Having an Airbnb employee as a member in Austin doesn’t make the membership any more “enterprise” than any other member. WeWork often wants to be viewed as a SaaS company — if you want to reap the benefits of SaaS multiples in the financial market, it’s time to go “true” enterprise.
WeWork cannot hesitate
Scott Galloway’s prediction was (at the beginning of October) that WeWork would need to reduce headcount by 80 percent in 60 days. While I can’t speak for the exact financial situation that WeWork is in, I can say that his timing is right – they have to make decisions and take action very, very quickly.
This isn’t (just) about stopping the eye-watering quarterly burn rate. It’s about the long-term positioning of the company beyond this Everest-sized roadbump. Layoffs are a given, and they must be handled empathetically and quickly, so that morale doesn’t simply dwindle to nothing.
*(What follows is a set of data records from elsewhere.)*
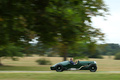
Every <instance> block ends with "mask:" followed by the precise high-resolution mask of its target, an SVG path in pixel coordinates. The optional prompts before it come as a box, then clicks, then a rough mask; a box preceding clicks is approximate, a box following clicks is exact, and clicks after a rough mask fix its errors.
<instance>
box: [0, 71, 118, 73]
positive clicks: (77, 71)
mask: <svg viewBox="0 0 120 80" xmlns="http://www.w3.org/2000/svg"><path fill="white" fill-rule="evenodd" d="M0 73H56V71H0ZM64 73H91V72H89V71H64ZM95 73H120V71H97V72H95Z"/></svg>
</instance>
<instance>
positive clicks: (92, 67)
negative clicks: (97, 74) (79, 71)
mask: <svg viewBox="0 0 120 80" xmlns="http://www.w3.org/2000/svg"><path fill="white" fill-rule="evenodd" d="M89 69H90V72H96V70H97V66H96V65H91V66H90V67H89Z"/></svg>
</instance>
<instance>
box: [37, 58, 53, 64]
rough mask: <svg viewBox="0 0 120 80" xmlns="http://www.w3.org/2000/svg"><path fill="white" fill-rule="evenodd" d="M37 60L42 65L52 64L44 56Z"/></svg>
mask: <svg viewBox="0 0 120 80" xmlns="http://www.w3.org/2000/svg"><path fill="white" fill-rule="evenodd" d="M36 62H37V63H38V64H40V65H51V64H52V63H51V62H50V61H49V60H46V59H44V58H42V59H39V60H37V61H36Z"/></svg>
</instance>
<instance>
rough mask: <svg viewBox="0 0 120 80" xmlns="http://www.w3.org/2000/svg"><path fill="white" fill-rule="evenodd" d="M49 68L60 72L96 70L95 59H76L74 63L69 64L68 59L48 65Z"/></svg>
mask: <svg viewBox="0 0 120 80" xmlns="http://www.w3.org/2000/svg"><path fill="white" fill-rule="evenodd" d="M50 69H51V70H56V71H57V72H62V71H64V70H72V69H74V70H90V71H91V72H96V70H97V64H96V61H78V62H77V63H76V64H71V63H70V61H63V62H60V63H57V64H55V65H53V66H51V67H50Z"/></svg>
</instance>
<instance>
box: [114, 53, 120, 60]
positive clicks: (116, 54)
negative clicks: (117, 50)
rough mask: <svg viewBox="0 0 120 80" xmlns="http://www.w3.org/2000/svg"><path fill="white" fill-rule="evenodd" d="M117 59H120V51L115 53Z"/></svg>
mask: <svg viewBox="0 0 120 80" xmlns="http://www.w3.org/2000/svg"><path fill="white" fill-rule="evenodd" d="M115 59H116V60H120V52H118V53H116V54H115Z"/></svg>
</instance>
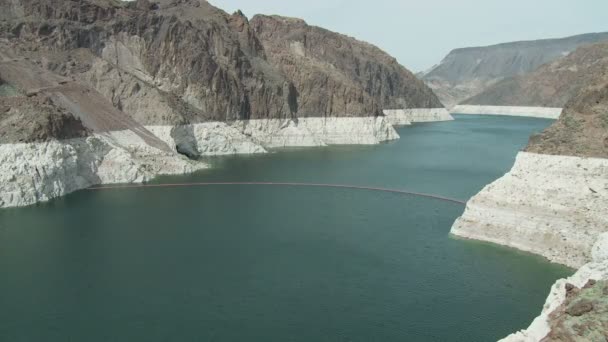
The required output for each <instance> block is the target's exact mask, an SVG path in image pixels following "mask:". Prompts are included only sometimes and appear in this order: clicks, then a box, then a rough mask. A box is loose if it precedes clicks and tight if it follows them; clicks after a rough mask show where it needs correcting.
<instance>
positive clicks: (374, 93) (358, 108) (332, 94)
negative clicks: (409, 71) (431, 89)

Costs must be cut — offices shuttered, layoffs made, prices raised, side-businesses sunset — so that the company can become what it has to be to actually survive, so that We can, in a year’s time, be treated as real.
If WeWork wants to exist in 2020, its executive team has to commit to the fact that it cannot exist as it did in 2019. That business is going to die — it’s simply a question of whether the company chooses to kill it and build something from the remains, or walk away from whatever’s left.